Tangail sari sales get Durga Puja boost
Local sale of saris, especially those made on handlooms by skilled artisans in Tangail renowned for their colours and designs, has apparently gone up marking the upcoming Durga Puja.
The customers include Indian traders who are opening letters of credit to meet the festival's demand, especially in West Bengal.
The garment is available on a wide range of prices, from as low as Tk 400 to as high as Tk 20,000, catering to people from every social stratum and background.
From producers to sellers, everyone throughout the local weaving industry is passing busy times trying to make a comeback from the pandemic-induced slump in sales, when many artisans became unemployed while others took up other professions.
Weaver Subrata Rajbanshi of Pathrail area said he resumed running 35 of his 50 handlooms in the last couple of months.
Demand is good in Karatia market, the largest hub for Tangail saris, alongside from wholesalers from around the country, confirmed trader Abdul Motaleb.
"After a long period, buying and selling is getting better," he added.
This correspondent met Abdur Razak, a wholesaler from Rangpur, during a visit to the market last Tuesday.

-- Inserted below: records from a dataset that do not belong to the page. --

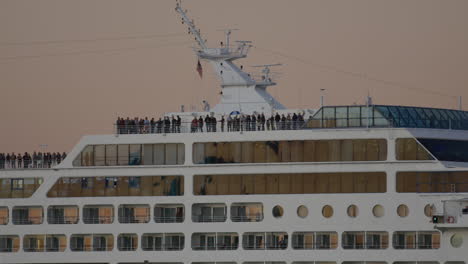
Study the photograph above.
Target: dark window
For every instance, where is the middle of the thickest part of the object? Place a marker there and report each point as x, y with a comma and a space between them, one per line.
447, 150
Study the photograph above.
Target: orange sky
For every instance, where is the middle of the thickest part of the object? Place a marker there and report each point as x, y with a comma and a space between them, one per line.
56, 85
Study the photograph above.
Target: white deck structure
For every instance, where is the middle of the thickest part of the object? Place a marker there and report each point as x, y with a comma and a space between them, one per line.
64, 214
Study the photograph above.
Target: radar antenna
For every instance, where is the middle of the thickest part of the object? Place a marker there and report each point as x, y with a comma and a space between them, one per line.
240, 90
192, 29
266, 78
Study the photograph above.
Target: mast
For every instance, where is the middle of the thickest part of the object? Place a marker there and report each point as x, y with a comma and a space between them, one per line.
240, 91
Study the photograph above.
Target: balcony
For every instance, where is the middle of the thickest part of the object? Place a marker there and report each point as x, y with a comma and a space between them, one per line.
27, 215
9, 243
454, 216
209, 213
247, 212
262, 241
130, 214
416, 240
92, 242
44, 243
98, 214
4, 215
62, 214
163, 242
127, 242
215, 241
169, 213
365, 240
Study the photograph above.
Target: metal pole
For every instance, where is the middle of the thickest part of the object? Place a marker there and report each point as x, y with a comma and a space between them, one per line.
321, 97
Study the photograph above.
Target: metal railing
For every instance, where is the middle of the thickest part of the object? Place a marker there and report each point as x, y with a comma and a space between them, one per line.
62, 220
247, 218
208, 218
28, 220
33, 164
4, 220
98, 220
91, 248
199, 246
190, 127
9, 249
169, 219
44, 249
163, 247
134, 219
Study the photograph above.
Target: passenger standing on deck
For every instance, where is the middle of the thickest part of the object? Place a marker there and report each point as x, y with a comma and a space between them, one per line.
8, 161
214, 122
277, 122
2, 161
20, 160
13, 160
173, 124
200, 124
208, 123
194, 125
146, 125
178, 124
229, 121
159, 124
153, 125
222, 123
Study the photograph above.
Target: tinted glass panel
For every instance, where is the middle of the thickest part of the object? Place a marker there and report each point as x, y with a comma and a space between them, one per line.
447, 150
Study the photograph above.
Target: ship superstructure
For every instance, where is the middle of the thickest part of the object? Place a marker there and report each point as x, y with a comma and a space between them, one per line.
348, 185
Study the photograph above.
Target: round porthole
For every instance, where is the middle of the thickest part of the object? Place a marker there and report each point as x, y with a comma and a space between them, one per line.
327, 211
278, 211
352, 211
456, 240
428, 210
402, 210
378, 211
302, 211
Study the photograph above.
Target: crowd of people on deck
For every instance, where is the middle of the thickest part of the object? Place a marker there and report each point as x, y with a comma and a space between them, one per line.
28, 161
237, 122
145, 126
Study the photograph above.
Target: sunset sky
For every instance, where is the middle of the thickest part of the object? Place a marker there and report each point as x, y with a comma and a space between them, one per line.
69, 68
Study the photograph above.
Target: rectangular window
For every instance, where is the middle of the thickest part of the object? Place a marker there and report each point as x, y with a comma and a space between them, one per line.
290, 151
17, 184
432, 182
135, 154
363, 182
118, 186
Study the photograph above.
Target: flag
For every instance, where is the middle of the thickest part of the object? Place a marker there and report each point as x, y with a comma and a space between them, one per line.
199, 69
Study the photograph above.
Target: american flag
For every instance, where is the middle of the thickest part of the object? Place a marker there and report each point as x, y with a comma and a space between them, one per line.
199, 69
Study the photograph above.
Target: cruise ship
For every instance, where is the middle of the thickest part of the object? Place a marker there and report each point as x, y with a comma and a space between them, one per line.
356, 184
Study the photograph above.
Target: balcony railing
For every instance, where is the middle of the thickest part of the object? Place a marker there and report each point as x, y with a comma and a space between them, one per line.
247, 218
63, 220
98, 220
168, 219
133, 219
189, 127
32, 220
91, 248
208, 218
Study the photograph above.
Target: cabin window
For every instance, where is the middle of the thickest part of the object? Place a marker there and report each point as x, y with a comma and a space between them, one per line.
432, 182
118, 186
131, 155
292, 183
410, 149
290, 151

He explained that the supply of different kinds and qualities of saris there was huge while prices reasonable, for which those were high in demand in his area, especially during festivals.
Saris worth over Tk 100 crore have already been exported to India marking Durga Puja, said Sohrab Hossain, owner of Tant Palli in Pathrail in Delduar.
Sources said saris were illegally taken to the neighbouring country too.
Over 10 lakh saris of Tangail have already been exported to India marking the festival but it is 20 per cent less than the average prior to the pandemic, said Raghunath Basak, president of the Tangail Sari Traders Association.
There are around 20,000 handlooms of around 4,500 weaver families alongside around 25,000 power looms in the district, said Rabiul Islam, liaison officer of Bangladesh Handloom Board's office in Bajitpur upazila.
He said over 1 lakh artisans were engaged in the profession, half of whom were locals while the rest migrants from Sirajganj, Pabna, Kurigram and other districts.
Locals said the figures were a fraction of what was a couple of decades ago, a result of rising raw materials prices.